Sunday, January 8, 2012

Lawyers, Nuns & Money, Part III: Houses of the Holy



"Mr. Bloomsday?" A voice from behind interrupts his spontaneous cinematography. He turns from the cemetery behind St. Ruth's to find Sister Beatrice or Bernice approaching with a curious smile.

"Oh, good morning, Sister..." He pauses, unsure of which nun he's talking to.

"It's Bernice," she says.

"Yes, well you and your sister look so much alike, I can never..."

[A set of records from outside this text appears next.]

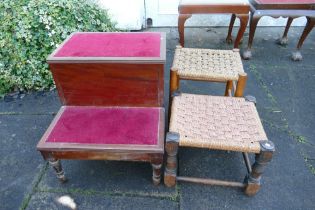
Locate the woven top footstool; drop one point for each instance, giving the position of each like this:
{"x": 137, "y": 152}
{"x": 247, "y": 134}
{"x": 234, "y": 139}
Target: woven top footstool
{"x": 208, "y": 65}
{"x": 281, "y": 8}
{"x": 238, "y": 8}
{"x": 219, "y": 123}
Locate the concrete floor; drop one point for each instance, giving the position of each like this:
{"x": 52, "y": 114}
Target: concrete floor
{"x": 285, "y": 94}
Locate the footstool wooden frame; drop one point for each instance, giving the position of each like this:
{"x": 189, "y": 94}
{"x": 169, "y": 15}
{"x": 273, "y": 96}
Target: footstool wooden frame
{"x": 100, "y": 76}
{"x": 209, "y": 65}
{"x": 238, "y": 8}
{"x": 220, "y": 123}
{"x": 281, "y": 8}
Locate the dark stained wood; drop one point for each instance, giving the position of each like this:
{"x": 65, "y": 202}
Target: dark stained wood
{"x": 171, "y": 148}
{"x": 53, "y": 152}
{"x": 56, "y": 165}
{"x": 210, "y": 181}
{"x": 238, "y": 10}
{"x": 110, "y": 84}
{"x": 290, "y": 10}
{"x": 284, "y": 6}
{"x": 252, "y": 180}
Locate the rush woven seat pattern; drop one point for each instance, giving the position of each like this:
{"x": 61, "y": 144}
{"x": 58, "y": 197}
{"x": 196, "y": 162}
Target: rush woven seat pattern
{"x": 214, "y": 122}
{"x": 207, "y": 64}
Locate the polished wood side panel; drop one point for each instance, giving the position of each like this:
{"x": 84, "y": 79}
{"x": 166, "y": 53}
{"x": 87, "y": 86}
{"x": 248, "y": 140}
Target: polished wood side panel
{"x": 98, "y": 155}
{"x": 109, "y": 84}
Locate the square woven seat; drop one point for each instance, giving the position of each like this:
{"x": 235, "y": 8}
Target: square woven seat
{"x": 220, "y": 123}
{"x": 214, "y": 122}
{"x": 208, "y": 64}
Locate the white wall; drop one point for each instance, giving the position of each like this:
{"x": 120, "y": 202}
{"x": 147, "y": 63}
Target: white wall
{"x": 131, "y": 15}
{"x": 165, "y": 13}
{"x": 128, "y": 14}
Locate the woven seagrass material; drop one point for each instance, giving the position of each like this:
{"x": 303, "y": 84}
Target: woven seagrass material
{"x": 216, "y": 122}
{"x": 207, "y": 64}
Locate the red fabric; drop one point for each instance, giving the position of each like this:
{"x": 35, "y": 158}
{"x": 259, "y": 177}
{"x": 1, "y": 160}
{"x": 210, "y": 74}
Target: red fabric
{"x": 94, "y": 125}
{"x": 285, "y": 1}
{"x": 112, "y": 45}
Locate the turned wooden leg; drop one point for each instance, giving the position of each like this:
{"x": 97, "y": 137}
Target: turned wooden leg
{"x": 156, "y": 167}
{"x": 284, "y": 39}
{"x": 174, "y": 85}
{"x": 229, "y": 38}
{"x": 252, "y": 180}
{"x": 243, "y": 24}
{"x": 229, "y": 87}
{"x": 181, "y": 27}
{"x": 252, "y": 28}
{"x": 171, "y": 147}
{"x": 297, "y": 56}
{"x": 174, "y": 81}
{"x": 56, "y": 164}
{"x": 241, "y": 84}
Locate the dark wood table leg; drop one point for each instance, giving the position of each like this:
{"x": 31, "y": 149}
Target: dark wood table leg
{"x": 297, "y": 56}
{"x": 171, "y": 147}
{"x": 284, "y": 39}
{"x": 56, "y": 165}
{"x": 156, "y": 167}
{"x": 252, "y": 180}
{"x": 181, "y": 27}
{"x": 243, "y": 23}
{"x": 254, "y": 18}
{"x": 229, "y": 38}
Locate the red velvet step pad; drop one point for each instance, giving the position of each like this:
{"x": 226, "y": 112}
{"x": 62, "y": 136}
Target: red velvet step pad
{"x": 285, "y": 1}
{"x": 99, "y": 125}
{"x": 112, "y": 45}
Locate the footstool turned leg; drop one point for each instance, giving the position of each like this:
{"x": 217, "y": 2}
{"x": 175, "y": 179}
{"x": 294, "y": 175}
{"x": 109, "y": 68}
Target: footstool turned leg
{"x": 241, "y": 30}
{"x": 250, "y": 98}
{"x": 228, "y": 88}
{"x": 252, "y": 28}
{"x": 171, "y": 147}
{"x": 174, "y": 81}
{"x": 181, "y": 27}
{"x": 156, "y": 173}
{"x": 229, "y": 39}
{"x": 297, "y": 56}
{"x": 241, "y": 83}
{"x": 252, "y": 180}
{"x": 284, "y": 39}
{"x": 56, "y": 164}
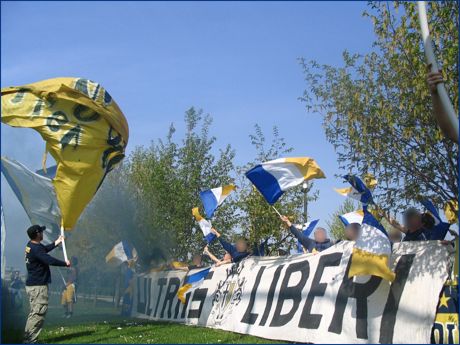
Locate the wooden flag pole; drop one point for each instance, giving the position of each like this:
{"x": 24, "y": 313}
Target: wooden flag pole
{"x": 279, "y": 214}
{"x": 429, "y": 53}
{"x": 64, "y": 250}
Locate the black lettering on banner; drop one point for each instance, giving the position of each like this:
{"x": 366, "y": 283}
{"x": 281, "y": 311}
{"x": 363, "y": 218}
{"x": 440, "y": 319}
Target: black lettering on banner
{"x": 271, "y": 294}
{"x": 437, "y": 334}
{"x": 391, "y": 307}
{"x": 199, "y": 295}
{"x": 249, "y": 317}
{"x": 170, "y": 296}
{"x": 56, "y": 120}
{"x": 38, "y": 107}
{"x": 161, "y": 282}
{"x": 349, "y": 289}
{"x": 293, "y": 293}
{"x": 85, "y": 114}
{"x": 72, "y": 134}
{"x": 149, "y": 290}
{"x": 140, "y": 300}
{"x": 307, "y": 319}
{"x": 19, "y": 96}
{"x": 450, "y": 332}
{"x": 176, "y": 310}
{"x": 184, "y": 309}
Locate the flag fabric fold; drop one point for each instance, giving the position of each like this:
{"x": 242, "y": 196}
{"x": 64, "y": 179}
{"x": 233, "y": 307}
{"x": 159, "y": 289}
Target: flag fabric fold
{"x": 205, "y": 225}
{"x": 84, "y": 130}
{"x": 451, "y": 211}
{"x": 372, "y": 250}
{"x": 358, "y": 190}
{"x": 192, "y": 281}
{"x": 121, "y": 252}
{"x": 36, "y": 195}
{"x": 439, "y": 231}
{"x": 352, "y": 217}
{"x": 213, "y": 198}
{"x": 307, "y": 229}
{"x": 274, "y": 177}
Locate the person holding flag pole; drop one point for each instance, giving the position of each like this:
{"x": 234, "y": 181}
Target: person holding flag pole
{"x": 444, "y": 112}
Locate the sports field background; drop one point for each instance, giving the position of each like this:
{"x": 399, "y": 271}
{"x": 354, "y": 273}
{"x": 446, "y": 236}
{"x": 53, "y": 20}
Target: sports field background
{"x": 103, "y": 324}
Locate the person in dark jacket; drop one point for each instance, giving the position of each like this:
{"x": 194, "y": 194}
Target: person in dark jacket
{"x": 352, "y": 231}
{"x": 38, "y": 263}
{"x": 320, "y": 242}
{"x": 238, "y": 251}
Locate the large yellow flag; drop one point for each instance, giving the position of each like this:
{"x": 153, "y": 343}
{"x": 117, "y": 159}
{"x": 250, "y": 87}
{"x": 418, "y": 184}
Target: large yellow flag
{"x": 84, "y": 129}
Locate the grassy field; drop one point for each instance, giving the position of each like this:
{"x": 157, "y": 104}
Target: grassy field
{"x": 103, "y": 324}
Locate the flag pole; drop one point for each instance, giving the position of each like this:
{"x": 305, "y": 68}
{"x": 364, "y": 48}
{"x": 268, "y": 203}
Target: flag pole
{"x": 279, "y": 214}
{"x": 63, "y": 280}
{"x": 429, "y": 53}
{"x": 64, "y": 250}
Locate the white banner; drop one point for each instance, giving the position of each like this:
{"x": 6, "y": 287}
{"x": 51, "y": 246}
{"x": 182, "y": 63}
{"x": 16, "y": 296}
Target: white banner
{"x": 308, "y": 297}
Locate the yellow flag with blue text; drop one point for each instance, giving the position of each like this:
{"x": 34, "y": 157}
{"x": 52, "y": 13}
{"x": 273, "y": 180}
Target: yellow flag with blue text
{"x": 84, "y": 129}
{"x": 372, "y": 250}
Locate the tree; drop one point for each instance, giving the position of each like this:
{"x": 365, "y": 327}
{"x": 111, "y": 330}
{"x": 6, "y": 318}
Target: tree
{"x": 335, "y": 225}
{"x": 168, "y": 177}
{"x": 259, "y": 222}
{"x": 377, "y": 109}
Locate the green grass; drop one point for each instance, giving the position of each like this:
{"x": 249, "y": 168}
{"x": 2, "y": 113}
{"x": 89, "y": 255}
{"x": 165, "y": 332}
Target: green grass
{"x": 103, "y": 324}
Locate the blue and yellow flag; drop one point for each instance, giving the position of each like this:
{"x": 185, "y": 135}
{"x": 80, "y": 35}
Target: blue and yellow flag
{"x": 358, "y": 190}
{"x": 84, "y": 129}
{"x": 372, "y": 250}
{"x": 192, "y": 281}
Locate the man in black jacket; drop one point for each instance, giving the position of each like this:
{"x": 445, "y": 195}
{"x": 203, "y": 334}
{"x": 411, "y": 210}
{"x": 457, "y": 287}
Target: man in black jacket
{"x": 38, "y": 263}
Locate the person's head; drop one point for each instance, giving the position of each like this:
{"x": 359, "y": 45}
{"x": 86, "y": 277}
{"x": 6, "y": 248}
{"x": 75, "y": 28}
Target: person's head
{"x": 241, "y": 245}
{"x": 320, "y": 235}
{"x": 352, "y": 231}
{"x": 395, "y": 236}
{"x": 196, "y": 260}
{"x": 428, "y": 220}
{"x": 35, "y": 232}
{"x": 412, "y": 219}
{"x": 74, "y": 261}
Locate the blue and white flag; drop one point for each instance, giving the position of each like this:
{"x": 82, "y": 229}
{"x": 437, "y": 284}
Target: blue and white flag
{"x": 36, "y": 194}
{"x": 213, "y": 198}
{"x": 275, "y": 177}
{"x": 439, "y": 231}
{"x": 121, "y": 252}
{"x": 357, "y": 191}
{"x": 192, "y": 281}
{"x": 307, "y": 230}
{"x": 3, "y": 244}
{"x": 372, "y": 250}
{"x": 204, "y": 224}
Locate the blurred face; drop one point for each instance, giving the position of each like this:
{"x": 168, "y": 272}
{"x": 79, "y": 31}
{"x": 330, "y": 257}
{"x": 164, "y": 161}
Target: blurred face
{"x": 196, "y": 260}
{"x": 413, "y": 223}
{"x": 395, "y": 236}
{"x": 39, "y": 237}
{"x": 241, "y": 245}
{"x": 352, "y": 232}
{"x": 320, "y": 235}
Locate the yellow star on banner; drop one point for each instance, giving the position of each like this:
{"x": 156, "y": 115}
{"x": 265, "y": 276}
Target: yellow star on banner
{"x": 443, "y": 300}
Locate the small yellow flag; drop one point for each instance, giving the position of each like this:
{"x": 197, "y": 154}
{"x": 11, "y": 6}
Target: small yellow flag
{"x": 84, "y": 129}
{"x": 451, "y": 211}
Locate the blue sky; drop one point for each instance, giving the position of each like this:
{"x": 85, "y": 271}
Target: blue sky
{"x": 235, "y": 60}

"It's perfectly fine. We're as identical as they come, except I don't have webbed feet."  She sees my shock, and reassures me that she's kidding. "An old joke between me and Bea," she says. "I'm happy to see you. Out for a run?"

"I jog through the grounds regularly to short cut down to the river valley, and the cemetery and statues put me in a peaceful frame of mind."  That and the shuffled Led Zeppelin soundtrack in my ears, he thinks to say but doesn't.  A few minutes earlier, he had been, in fact, intent on a longer and less muddy route to the valley's jogging path, but Houses of the Holy started playing as he approached St. Ruth's, and he felt strangely compelled to modify his course.  Guilty, perhaps. He hadn't packed the kids up for church in weeks.

"I trust you heard the wonderful news about the little girl we though was murdered, but wasn't?" she asks.

"Yes. A remarkable story. You know, if you hadn't gone to consecrate the landfill where you thought she had been dumped, I suppose her reunion with her family would never have happened," he says.

"And if you hadn't so graciously driven us there, we'd have never consecrated the landfill.  Funny how things like that unfold, traced back to the prime mover."

"Primum movens," Bloomsday offers.

"Aristotle by way of  St. Thomas of Aquinas," she says. "A perfectly acceptable detour. Enjoy your run, Mr. Bloomsday."

A perfectly acceptable detour, indeed, he surmises as he heads into the valley, Page and Plant blaring in his ears.